Co-buys last for only a short time and apply to limited stock, encouraging customers
to sign up to alerts to ensure they do not miss out. The more people who buy the deal, the better the price becomes for everyone involved in the co-buy.

This is an incentive for shoppers to share the deals through social media sites such
as Facebook, Twitter and LinkedIn, via email or using widgets provided by Tesco for blogs and Tumblr pages.

Customers can also win the co-buys for free by introducing the greatest number of people. The campaign garnered 50 per cent peer-to-peer referral rates to Tesco co-buys,with the data showing that consumers’ trust in their friends’ recommendations is seven times greater than in a brand’s marketing campaign.

The Tesco co-buying channel has run nearly 100 consumer-curated co-buys to date, driven by thousands of requests from Tesco customers.

The big three challenges

1. Keeping up with consumers

A key challenge across all retail sectors is finding out how different groups of customers like to shop, but it is vital to determine their likes and dislikes if consumer rewards are to remain relevant.

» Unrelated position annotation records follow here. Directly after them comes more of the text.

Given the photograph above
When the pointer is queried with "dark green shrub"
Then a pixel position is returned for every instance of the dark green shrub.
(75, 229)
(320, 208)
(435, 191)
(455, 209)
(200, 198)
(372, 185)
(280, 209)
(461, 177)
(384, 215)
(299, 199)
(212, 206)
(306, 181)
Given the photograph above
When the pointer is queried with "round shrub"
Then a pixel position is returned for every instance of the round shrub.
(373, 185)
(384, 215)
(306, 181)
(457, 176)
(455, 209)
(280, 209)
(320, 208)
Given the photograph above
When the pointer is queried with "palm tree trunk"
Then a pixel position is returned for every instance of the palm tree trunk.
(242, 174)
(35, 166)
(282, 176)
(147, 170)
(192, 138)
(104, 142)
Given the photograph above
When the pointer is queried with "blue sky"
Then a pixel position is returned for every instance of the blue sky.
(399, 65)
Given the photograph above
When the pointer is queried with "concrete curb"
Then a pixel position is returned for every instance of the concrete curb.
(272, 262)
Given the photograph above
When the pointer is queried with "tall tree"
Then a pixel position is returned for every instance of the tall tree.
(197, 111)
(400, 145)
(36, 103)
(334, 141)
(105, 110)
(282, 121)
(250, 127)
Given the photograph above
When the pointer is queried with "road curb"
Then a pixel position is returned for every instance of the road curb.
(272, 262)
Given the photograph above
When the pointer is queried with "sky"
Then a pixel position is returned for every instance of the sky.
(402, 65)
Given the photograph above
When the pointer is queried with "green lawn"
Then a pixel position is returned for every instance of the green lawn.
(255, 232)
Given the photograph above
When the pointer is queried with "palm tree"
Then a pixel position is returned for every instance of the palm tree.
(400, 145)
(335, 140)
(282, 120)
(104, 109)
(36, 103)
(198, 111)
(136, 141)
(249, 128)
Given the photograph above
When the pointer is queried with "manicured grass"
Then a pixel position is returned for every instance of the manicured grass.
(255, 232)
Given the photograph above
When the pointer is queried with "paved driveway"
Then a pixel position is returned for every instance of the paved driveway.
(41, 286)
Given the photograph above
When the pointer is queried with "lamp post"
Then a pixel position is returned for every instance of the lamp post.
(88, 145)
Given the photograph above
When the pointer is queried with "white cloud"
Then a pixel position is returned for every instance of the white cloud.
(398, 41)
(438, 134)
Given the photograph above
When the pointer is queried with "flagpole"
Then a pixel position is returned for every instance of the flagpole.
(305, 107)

On staff incentives, John Dove, business incentives manager at House of Fraser, says: “The challenge is that continual journey to keep up to date with where the customer is going and keep up with trends.”

2. Knowing what to try

Marketers need convincing of the opportunities in co-buying, for example.

“We have no challenges in the end-consumer getting it. Our challenge is finding retailers and brands that are innovative and happy to give it a go,” says Buyapowa founder and chief executive officer Gideon Lask. “Fortunately we are finding those people among Debenhams, Paddy Power, Tesco and Argos, but we want more of them.”

3. Giving the power to consumers

It is a huge leap of faith for a brand to allow consumers to decide which deals to offer. Online video games retailer GameSeek says it used to guess what its customers would respond to but now it asks them what they would like. Managing director Stephen Staley says: “Sometimes they may ask for something you hadn’t anticipated, so you have to be quick on your feet. When you allow your customers to ‘pull’ deals from you, rather than always pushing things at them, the conversion rates go through the roof.”